RECHTBANK GELDERLAND

Wrakingskamer
zaaknummer: C/05/339932 KG RK 18-635
Beslissing van 18 juli 2018
van de meervoudige wrakingskamer van de rechtbank op het verzoek van
[verzoeker]
wonende te [woonplaats] ,
hierna te noemen: verzoeker,
strekkende tot de wraking van
mr. J.A. van Schagen,
rechter in deze rechtbank,
hierna te noemen: de rechter.

1.De procedure

1.1.
Het verloop van de procedure blijkt uit:
- het proces-verbaal van 3 juli 2018 waarin het mondelinge wrakingsverzoek is vermeld;
- een brief van verzoeker van 3 juli 2018;
- een faxbrief van verzoeker van 10 juli 2018.

2.Het wrakingsverzoek

2.1.
Het verzoek strekt tot wraking van de rechter in de zaak met nummer AWB 17/5934 tussen verzoeker en het college van burgemeester en wethouders van de gemeente Neerijnen.
2.2.
In de zaak met nummer AWB 17/5934 is op 3 juli 2018 een mondelinge behandeling gehouden.
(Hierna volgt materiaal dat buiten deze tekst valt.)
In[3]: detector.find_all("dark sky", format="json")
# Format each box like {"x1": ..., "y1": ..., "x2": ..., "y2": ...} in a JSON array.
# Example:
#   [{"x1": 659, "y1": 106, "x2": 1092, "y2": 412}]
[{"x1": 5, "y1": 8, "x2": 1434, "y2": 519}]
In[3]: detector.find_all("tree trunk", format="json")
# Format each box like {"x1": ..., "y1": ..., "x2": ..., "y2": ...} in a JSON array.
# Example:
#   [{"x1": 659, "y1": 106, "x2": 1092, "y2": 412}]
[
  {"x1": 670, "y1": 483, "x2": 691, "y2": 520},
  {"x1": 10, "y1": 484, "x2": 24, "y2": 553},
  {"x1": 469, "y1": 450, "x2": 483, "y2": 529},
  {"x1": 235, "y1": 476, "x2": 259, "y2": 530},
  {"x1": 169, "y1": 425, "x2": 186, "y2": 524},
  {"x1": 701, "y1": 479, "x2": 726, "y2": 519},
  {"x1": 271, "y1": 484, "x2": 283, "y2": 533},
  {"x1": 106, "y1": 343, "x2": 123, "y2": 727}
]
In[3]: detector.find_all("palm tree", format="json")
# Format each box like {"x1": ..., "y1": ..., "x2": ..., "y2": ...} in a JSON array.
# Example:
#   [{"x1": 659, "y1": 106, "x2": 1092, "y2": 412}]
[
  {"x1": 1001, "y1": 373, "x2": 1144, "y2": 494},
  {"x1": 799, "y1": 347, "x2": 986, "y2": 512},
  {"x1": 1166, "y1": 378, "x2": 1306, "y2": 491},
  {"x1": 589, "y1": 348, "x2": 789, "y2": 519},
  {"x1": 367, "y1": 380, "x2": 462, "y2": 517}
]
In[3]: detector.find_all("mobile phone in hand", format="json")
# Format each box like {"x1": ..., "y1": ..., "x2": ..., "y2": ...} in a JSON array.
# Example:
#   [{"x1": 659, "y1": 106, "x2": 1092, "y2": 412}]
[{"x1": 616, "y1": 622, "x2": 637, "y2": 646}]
Blijkens het proces-verbaal van die zitting heeft verzoeker de rechter onmiddellijk na aanvang van de zitting gewraakt.

3.De beoordeling

3.1.
De wrakingskamer overweegt dat een verzoek tot wraking in beginsel ter zitting wordt behandeld. Artikel 9 sub b van het Wrakingsprotocol van de rechtbank Gelderland bepaalt dat de wrakingskamer het verzoek tot wraking aanstonds zonder behandeling ter zitting kan afdoen wegens kennelijke niet-ontvankelijkheid indien het verzoek niet is gemotiveerd.
3.2.
Verzoeker heeft op 3 juli 2018 tijdens de mondelinge behandeling van de zaak met nummer AWB 17/5934 geweigerd om het wrakingsverzoek te motiveren. Dit ondanks dat hij er door de rechter op is gewezen dat hij de gronden voor wraking op dat moment moest noemen.
3.3.
Verzoeker heeft bij brief van 3 juli 2018 erop gewezen dat de Raad van State een indieningstermijn van de gronden van tien dagen acceptabel achtte en hij heeft verklaard dat hij daarvan gebruik zal maken.
Verzoeker refereert waarschijnlijk aan de mogelijkheid om beroepsgronden aan te voeren na indiening van een pro forma beroepschrift of aan de termijn om voor de zitting nog nadere stukken in te dienen. Voor een wrakingsverzoek gelden die regels niet, maar gelden andere regels. Artikel 8:16 van de Algemene wet bestuursrecht bepaalt dat een wrakingsverzoek gemotiveerd geschiedt en dat alle feiten of omstandigheden tegelijk moeten worden voorgedragen. Nu verzoeker zijn wrakingsverzoek niet op het moment van wraking heeft gemotiveerd, dient het verzoek niet-ontvankelijk te worden verklaard. De faxbrief van verzoeker van 10 juli 2018 biedt geen aanknopingspunt voor een ander oordeel.

4.De beslissing

De rechtbank verklaart verzoeker (kennelijk) niet-ontvankelijk in zijn verzoek tot wraking.
Deze beschikking is gegeven door de mrs. H.P.M. Kester-Bik, A.F. Germs-de Goede en G.W.B. Heijmans in tegenwoordigheid van de griffier mr. C. van Schelven en in openbaar uitgesproken op 18 juli 2018.
- de griffier de voorzitter
Tegen deze beslissing staat geen rechtsmiddel open.